It appears to be possible in some situations to overload the management interfaces of a Dell Equallogic filer. The situation we experienced with a client was that after running an internal vulnerability scan (required for PCI:DSS compliance), the monitoring system picked up that the web interface had stopped responding.
The vulnerability scan essentially attempts to determine what software is in use on each device, and look for known issues, either in terms of misconfiguration (e.g. insecure ciphers in use for SSL), or vulnerabilities (e.g. version X of package Y is known to be insecure). In doing so it does generate a fairly large number of requests, so the assumption is that this somehow overloaded the device.
Further investigation showed that even SSHing to the array or accessing the serial console was not possible – the login would succeed, but then no prompt would appear.
While it continued to serve iSCSI requests perfectly (and interestingly SNMP remained operational for monitoring), not having access to the management interfaces is a serious problem, as it means it is impossible to perform routine tasks such as managing snapshots, and in the event of a drive failure it will make it very difficult to determine what has occurred and take the necessary actions.
After some research, some discussions with Dell technical support, and some further investigation, we discovered a very simple solution. While CLI access to the array (via SSH / serial console) as either the ‘grpadmin’ user or a RADIUS account was not operational, we discovered it was possible to log in to the array as the ‘root’ user and get a root prompt. The password for the ‘root’ user will likely have been set when the array was first commissioned – if you don’t know what it is then one suggestion would be to try your ‘grpadmin’ password.
Once there, it was then simply a matter of running the following command to restart the management interfaces (note this does not restart the filer, just the management tools so there should be no interruption in service):
eqlinit restart-snap netmgtd
This command completed essentially immediately, and the management interfaces became operational once more, allowing us to carry out some checks to ensure everthing was as expected.
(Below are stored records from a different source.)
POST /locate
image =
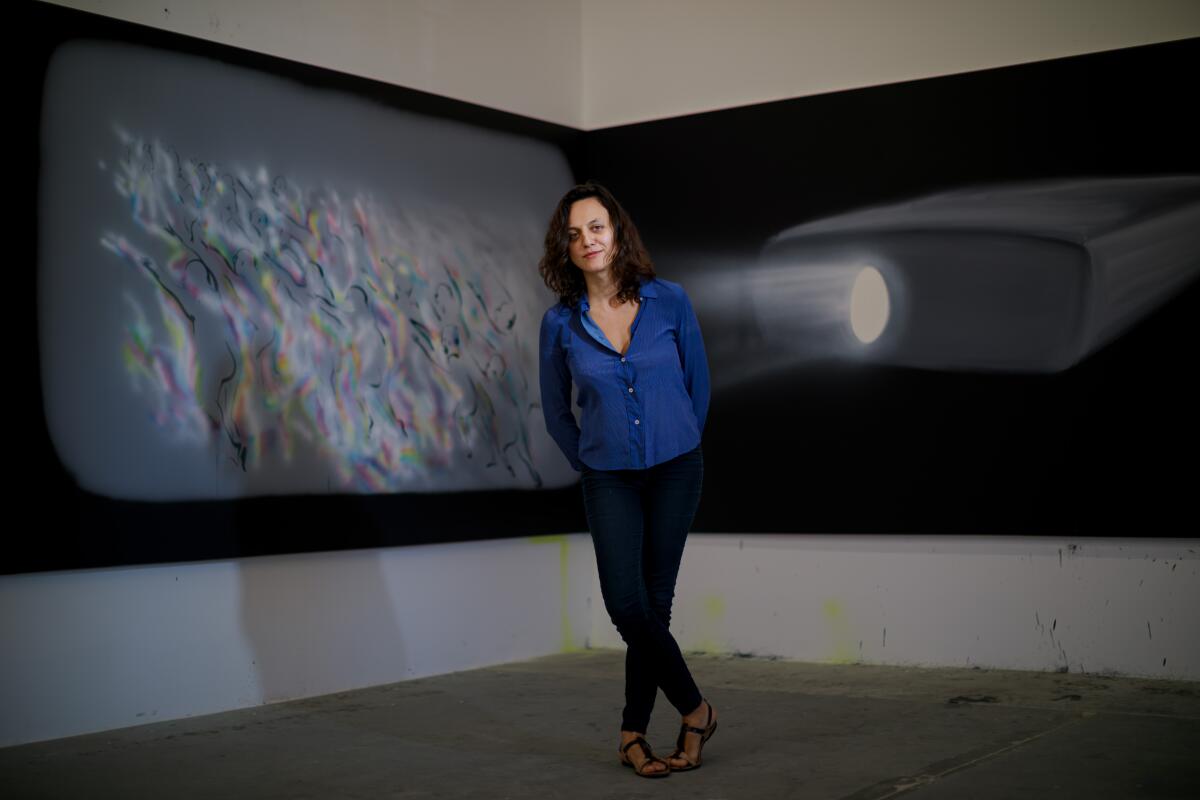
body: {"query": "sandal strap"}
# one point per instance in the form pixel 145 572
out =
pixel 649 755
pixel 682 753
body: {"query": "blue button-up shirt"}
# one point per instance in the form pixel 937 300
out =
pixel 640 408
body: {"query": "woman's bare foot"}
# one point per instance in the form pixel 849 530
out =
pixel 693 744
pixel 637 756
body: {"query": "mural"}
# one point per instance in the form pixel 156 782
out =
pixel 283 329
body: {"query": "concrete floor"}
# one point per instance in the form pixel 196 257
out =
pixel 547 728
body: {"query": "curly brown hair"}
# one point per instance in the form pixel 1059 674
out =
pixel 630 262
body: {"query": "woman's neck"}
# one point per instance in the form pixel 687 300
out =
pixel 601 288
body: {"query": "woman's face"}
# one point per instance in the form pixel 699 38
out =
pixel 589 235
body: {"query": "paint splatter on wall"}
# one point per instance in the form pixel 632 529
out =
pixel 384 338
pixel 222 317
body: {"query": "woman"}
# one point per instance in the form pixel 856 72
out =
pixel 631 346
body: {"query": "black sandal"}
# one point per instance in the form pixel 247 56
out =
pixel 705 735
pixel 623 751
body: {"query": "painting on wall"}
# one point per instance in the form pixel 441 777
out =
pixel 960 305
pixel 275 302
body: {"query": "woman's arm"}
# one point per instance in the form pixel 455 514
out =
pixel 555 378
pixel 694 361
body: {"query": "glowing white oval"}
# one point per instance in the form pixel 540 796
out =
pixel 869 305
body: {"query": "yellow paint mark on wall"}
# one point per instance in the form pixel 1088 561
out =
pixel 714 608
pixel 568 644
pixel 843 644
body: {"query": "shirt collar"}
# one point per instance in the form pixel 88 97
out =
pixel 647 289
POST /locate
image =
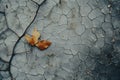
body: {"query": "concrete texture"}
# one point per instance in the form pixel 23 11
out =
pixel 84 34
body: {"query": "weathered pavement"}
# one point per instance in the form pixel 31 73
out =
pixel 85 36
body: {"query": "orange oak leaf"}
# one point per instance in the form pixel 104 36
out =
pixel 33 40
pixel 43 44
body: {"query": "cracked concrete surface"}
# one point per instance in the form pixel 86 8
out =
pixel 84 35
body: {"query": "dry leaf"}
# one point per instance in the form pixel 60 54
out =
pixel 33 40
pixel 43 44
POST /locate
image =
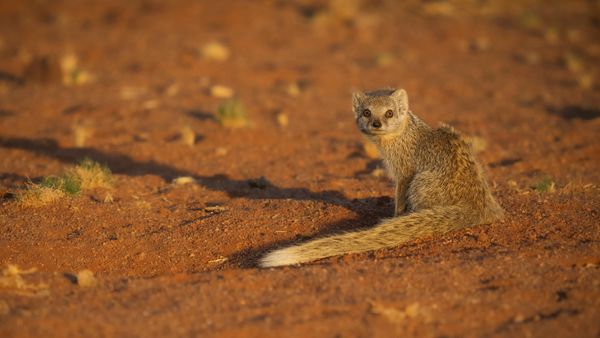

While we need to point out that this information should be used at your own risk (and in particular if you have a support contract then we would always advise talking to Dell technical support prior to carrying out any unusual actions such as this), we hope it might come in useful in avoiding having to take more drastic actions such as causing a controller failover, or hard power cycling the filer, with all the associated risks of data corruption etc.